Donald Trump’s proposal to shut down the nation’s borders to all Muslims — including Americans currently living abroad — could potentially lead to a swell of support for the presidential candidate, according to one political analyst.
"We have a whole bunch of Americans, Trump supporters — and his support I think will grow after this moment — who feel that no one is telling them the truth and no one is saying what is obvious to them," said political analyst Nicolle Wallace, a former communications director under President George W. Bush.
Trump on Monday called for a “total and complete shutdown of Muslims entering the United States,” a ban that would include tourists and even Muslim American citizens trying to return to the United States.
Trump defended his “common sense” proposal Tuesday on MSNBC’s "Morning Joe,"where he said his ban would be a “temporary move,” similar to proclamations President Franklin D. Roosevelt made against the Japanese, Germans and Italians Japanese during World War II.
But Trump’s typical interview style — in which he talks incessantly over anchors trying to ask him questions — led "Morning Joe" host host Joe Scarborough to cut to a commercial break.

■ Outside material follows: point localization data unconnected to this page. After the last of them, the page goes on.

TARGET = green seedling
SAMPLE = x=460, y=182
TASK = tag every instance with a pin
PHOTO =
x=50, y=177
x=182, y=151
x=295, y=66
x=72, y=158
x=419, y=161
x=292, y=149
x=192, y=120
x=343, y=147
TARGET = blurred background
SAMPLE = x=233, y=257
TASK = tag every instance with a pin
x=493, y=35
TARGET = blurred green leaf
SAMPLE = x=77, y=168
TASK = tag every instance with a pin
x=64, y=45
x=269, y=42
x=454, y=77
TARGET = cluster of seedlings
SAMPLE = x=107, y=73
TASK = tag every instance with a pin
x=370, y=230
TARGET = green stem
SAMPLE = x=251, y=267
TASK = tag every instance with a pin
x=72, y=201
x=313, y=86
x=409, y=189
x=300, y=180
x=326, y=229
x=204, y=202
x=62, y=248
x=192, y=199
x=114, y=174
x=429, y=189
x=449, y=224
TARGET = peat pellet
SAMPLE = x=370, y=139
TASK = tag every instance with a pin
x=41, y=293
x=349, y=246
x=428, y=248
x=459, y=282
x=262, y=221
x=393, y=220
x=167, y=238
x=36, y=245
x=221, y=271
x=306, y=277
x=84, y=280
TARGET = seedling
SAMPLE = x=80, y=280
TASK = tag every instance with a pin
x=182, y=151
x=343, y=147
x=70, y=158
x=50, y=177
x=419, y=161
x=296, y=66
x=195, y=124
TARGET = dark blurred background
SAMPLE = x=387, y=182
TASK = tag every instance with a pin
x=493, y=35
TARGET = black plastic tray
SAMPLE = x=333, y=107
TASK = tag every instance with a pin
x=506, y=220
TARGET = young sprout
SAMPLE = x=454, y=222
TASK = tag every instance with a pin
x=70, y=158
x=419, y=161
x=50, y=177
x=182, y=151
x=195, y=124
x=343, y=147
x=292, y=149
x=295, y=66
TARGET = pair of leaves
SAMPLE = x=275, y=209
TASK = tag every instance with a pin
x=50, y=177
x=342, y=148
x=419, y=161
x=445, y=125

“No, no, no, Donald, you got us to actually ask questions. You can't just talk," Scarborough said, before ultimately demanding that his producers “go to break, go to break.”
Earlier, on TODAY, Wallace said Trump has tapped into a base of people who have yet to be assured of their safety in the growing threat of terrorist acts.

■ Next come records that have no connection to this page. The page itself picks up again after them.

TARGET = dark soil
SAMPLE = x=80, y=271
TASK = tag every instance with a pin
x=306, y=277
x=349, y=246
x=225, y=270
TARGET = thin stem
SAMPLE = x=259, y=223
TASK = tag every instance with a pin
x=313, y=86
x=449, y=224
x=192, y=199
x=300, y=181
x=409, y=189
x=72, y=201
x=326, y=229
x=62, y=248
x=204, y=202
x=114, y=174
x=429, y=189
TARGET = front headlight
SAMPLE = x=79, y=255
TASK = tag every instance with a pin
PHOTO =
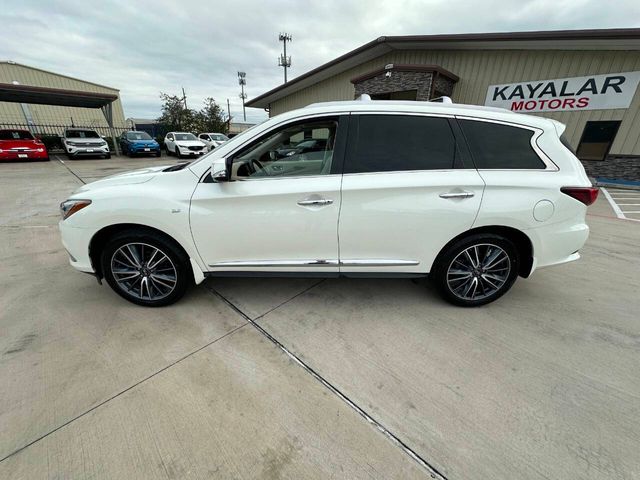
x=70, y=207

"There are has been a void on both sides of the aisle of people who are willing to articulate the danger of the threat to this country," she said. "It’s not the 1.5 billion Muslims of the world, it’s radicalized terrorists."
Wallace noted that in contrast, President Bush, just days after the September 11 attacks, tried to calm the nation by holding an event at an Islamic center to "explain to the American people who the enemy is. The enemy is terrorism. The enemy is radicalized Islamic extremists."
MSNBC political correspondent Steve Kornacki agreed, saying Trump has tapped into "something that is going beyond the Republican base."
He pointed out that most polls are measuring a broader pool of potential voters who have thrown their support for Trump.